The goal of computer vision, as coined by Marr, is to compute what is where by looking. This paradigm has guided the geometry-based approaches in the 1980s-1990s and the appearance-based methods in the past 20 years. Despite of the remarkable progresses in recognizing objects, actions and scenes by using large data sets, better designed features, and machine learning techniques, performances in challenging benchmarks are still far from being satisfactory. While there is still some room for improvements, we believe that the detection and recognition tasks cannot be solved by the visible appearance alone. To gain the remaining percentages, we must look for a bigger picture to model and reason about the missing dimensions.
Here we propose FPIC as four key domains beyond “what is where”:
What can you do with the tree trunk?
How likely is the stone balancing?
Why does the guy kick the door?
Who knocked down the domino?
The combination of these four largely orthogonal dimensions spans a large space of research in image and scene understanding.

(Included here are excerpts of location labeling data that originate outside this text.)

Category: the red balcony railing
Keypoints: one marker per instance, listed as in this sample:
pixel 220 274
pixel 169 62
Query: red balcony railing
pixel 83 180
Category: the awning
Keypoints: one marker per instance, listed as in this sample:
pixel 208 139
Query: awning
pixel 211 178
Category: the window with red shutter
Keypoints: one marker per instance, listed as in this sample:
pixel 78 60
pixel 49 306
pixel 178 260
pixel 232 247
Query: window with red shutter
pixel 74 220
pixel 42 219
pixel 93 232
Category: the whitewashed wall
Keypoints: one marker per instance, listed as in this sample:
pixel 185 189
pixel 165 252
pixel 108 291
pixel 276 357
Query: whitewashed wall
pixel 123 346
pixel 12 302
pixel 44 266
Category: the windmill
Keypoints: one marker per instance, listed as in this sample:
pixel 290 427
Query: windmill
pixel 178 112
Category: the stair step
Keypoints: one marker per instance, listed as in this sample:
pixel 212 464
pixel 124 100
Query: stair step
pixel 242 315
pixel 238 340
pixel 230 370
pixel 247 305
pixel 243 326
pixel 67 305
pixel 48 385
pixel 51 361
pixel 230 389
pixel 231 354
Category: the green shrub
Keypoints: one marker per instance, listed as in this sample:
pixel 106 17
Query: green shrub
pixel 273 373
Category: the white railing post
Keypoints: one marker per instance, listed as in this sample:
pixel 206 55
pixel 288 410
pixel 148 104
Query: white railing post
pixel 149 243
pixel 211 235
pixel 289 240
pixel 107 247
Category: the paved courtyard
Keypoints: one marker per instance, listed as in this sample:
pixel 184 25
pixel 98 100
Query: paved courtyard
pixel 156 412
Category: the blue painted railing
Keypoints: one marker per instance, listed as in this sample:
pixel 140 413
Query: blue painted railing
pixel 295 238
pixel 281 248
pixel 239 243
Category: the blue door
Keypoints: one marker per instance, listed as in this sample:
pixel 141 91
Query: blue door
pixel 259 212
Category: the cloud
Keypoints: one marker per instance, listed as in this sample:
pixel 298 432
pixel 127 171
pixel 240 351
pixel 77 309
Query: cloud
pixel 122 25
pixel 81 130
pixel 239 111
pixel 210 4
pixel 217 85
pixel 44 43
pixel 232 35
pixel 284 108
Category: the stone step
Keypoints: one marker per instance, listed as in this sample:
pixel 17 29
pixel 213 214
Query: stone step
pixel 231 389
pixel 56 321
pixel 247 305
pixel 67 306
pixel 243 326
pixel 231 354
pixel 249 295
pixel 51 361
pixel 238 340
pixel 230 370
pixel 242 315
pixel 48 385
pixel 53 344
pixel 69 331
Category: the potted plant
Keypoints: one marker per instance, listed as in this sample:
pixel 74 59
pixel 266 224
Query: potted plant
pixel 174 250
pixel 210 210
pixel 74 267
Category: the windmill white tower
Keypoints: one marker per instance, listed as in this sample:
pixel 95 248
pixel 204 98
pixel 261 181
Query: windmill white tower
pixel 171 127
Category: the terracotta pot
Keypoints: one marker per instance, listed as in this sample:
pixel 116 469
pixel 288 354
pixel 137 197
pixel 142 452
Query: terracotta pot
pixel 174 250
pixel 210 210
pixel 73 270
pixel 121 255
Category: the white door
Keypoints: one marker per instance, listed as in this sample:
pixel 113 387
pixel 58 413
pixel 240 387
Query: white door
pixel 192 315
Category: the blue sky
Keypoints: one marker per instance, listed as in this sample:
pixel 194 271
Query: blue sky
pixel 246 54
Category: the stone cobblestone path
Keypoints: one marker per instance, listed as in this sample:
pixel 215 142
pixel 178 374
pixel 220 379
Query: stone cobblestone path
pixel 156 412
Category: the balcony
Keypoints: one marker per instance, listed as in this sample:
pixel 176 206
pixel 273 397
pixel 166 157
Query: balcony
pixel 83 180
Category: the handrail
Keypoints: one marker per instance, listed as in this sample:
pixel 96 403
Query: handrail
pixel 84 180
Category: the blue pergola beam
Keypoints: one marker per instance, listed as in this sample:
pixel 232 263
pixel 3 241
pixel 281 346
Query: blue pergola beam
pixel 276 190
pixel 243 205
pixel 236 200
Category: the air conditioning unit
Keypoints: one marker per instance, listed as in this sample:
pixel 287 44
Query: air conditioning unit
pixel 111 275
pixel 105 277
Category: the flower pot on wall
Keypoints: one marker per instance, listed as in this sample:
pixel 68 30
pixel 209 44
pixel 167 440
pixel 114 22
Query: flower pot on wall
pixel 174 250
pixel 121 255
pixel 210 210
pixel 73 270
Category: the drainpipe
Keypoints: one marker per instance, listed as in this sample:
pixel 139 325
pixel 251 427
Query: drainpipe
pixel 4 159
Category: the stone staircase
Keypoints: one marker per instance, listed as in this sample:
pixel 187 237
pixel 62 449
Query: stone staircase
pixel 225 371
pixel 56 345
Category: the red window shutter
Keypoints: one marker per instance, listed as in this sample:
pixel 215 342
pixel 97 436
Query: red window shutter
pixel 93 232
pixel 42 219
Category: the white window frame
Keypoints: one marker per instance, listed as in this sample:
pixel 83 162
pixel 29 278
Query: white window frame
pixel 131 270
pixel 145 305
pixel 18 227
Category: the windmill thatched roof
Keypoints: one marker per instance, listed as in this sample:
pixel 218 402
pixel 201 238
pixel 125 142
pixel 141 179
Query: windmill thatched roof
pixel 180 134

Despite their apparent differences at the first glimpse, these domains do connect with each other in ways that are theoretically important. These connections include: (a) they usually don’t easily project onto explicit visual features; (b) existing computer vision algorithms are neither competent in these domains nor (in most cases) applicable at all; and (c) human vision is nevertheless highly efficient in these domains, and human-level reasonings often build upon these prior knowledge in these domains. Therefore, studying FPIC should significantly fill the gap between computer vision and human vision not only for visual recognition, but also for understanding visual scenes with common-sense knowledge and lifelong learning.
The introduction of FPIC will advance a vision system in three aspects: (a) transfer learning. As higher-level representation, FPIC tends to be globally invariant across the entire human living space. Therefore, learning in one type of scenes can be transferred to novel situations; (b) small sample learning. Leaning of FPIC, which is consistent and noise-free, is possible even without a wealth of previous experience or “big data”; and (c) bidirectional inference. Inference with FPIC requires the combination of top-down abstract knowledge and bottom-up visual patterns. The bidirectional processes can boost each other as a result.
Several key topics are:
- - Representation of visual structure and commonsense knowledge
- - Recognition of object function / affordances
- - Physically grounded scene interpretation
- - 3D scene acquisition, modeling and reconstruction
- - Human-object-scene interaction
- - Physically plausible pose / action modeling
- - Reasoning about goals and intents of the agents in the scenes
- - Causal model in vision
- - Abstract knowledge learning and transferring
- - Top-down and Bottom-up inference algorithms
- - Related topics in cognitive science and visual perception
- - Applications of FPIC to augmented and mixed reality
In conjunction with CVPR 2018, our 4th Vision meets Cognition workshop will bring together researchers from computer vision, computer graphics, robotics and cognitive science, to advance computer vision systems going beyond answering “what is where” in an image and building a sophisticated understanding of an image about Functionality, Physics, Intentionality and Causality (FPIC). In effect, these abilities allow an observer to answer an almost limitless range of questions about an image using finite and general-purpose models. In the meanwhile, we also want to emphasize that FPIC is never meant to be an exclusive set of image and scene understanding problems. We welcome any scholars who share the same perspective but are working on different problems.